In my experience, to be avoided if possible, but not uncommon to do so.
The mere act of "bouncing" is submixing. As much today as in the older, it still has to be done from time to time. So you don't need to buy more CPU power or anything like that, it's simply just mixing with a "vintage" head.
With practice, you can do just about the same thing with 90 tracks that you can do with 24.
As advised, I would do it with caution and extremely compensative. A drum set that sounds good alone may lose it's power simply by adding on additional tracks that mask the vital frequencies that where responsible for its impact in the first place.
A popular method to try is stem mixing.
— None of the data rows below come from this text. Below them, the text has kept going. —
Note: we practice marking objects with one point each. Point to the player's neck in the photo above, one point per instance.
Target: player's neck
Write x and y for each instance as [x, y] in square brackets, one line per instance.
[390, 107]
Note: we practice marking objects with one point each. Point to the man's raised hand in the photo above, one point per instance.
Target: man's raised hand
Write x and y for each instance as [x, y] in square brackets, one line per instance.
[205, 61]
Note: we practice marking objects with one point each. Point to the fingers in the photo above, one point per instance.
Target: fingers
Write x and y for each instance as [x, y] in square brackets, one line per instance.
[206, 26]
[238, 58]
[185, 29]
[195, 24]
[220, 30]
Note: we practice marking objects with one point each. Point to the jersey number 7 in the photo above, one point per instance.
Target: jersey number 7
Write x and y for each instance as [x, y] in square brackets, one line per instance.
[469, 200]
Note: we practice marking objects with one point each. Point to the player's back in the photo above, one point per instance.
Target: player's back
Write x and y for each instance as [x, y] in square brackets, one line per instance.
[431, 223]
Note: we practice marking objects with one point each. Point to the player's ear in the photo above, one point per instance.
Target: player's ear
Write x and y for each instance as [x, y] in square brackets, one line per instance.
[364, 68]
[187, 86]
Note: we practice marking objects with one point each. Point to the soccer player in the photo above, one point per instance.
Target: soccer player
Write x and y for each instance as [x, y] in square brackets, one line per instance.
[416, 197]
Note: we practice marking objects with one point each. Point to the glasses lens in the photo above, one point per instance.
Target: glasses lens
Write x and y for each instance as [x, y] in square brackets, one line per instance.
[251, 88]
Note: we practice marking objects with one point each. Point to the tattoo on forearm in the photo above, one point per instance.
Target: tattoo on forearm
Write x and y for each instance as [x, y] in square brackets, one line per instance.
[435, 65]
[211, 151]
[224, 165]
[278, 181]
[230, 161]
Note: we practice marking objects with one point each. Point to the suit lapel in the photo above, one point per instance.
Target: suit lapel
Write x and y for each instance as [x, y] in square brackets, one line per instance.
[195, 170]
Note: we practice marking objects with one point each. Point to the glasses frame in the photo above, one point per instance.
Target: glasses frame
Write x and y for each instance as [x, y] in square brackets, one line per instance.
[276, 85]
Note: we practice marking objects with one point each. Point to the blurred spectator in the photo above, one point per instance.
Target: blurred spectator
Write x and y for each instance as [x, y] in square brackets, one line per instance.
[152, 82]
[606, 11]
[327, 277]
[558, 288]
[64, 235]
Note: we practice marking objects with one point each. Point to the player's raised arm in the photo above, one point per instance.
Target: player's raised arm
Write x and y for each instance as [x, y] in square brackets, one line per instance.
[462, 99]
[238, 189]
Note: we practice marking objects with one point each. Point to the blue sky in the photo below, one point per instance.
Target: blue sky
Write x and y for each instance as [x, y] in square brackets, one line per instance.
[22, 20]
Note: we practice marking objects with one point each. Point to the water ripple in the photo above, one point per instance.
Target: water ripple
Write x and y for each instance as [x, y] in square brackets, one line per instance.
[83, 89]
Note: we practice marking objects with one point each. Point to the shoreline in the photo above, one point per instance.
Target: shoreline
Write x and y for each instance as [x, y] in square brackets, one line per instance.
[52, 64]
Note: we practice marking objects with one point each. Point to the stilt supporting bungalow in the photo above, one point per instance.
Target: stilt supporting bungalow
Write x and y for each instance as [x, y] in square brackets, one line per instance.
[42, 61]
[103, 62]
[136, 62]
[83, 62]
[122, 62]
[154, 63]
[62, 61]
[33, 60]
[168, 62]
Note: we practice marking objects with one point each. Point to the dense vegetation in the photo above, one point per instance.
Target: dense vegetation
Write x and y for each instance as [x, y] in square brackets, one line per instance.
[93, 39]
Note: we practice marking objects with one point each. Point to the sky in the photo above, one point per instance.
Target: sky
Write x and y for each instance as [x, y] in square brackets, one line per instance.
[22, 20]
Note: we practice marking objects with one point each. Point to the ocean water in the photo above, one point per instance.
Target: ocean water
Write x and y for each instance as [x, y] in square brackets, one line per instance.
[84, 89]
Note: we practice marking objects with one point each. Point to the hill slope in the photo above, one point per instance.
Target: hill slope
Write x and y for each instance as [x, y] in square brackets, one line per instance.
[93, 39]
Just like in movie sound mixing, you create "stems" or groups of like audio, then mix them and process them as a bounced group.
However, you can already see how limiting and time consuming it is if you have to go back and remix a stem. Or if you're not comfortable with it. Or even worse, if you erase the original tracks thinking it was final (which nothing is EVER final in audio).
So in Pro Tools, I would simply create a drum stem (with it's FX) and then make the original tracks inactive.
You can create a stereo track, assign it's buss input to whatever you choose, then route your drum FX and track outputs to that buss. Just whatever you do, avoid any type of buss processing like compression, limiting, etc. Buss compression in DAWs seems to be really weak for whatever programming limitations with the plug ins and the software itself. Unless you're dealing with something like the Impact Buss Compression Plug-In (TDM).
Of course always keeping in mind it's position and making sure than any extensions or subtractions that are made to the song are checked to inactive tracks.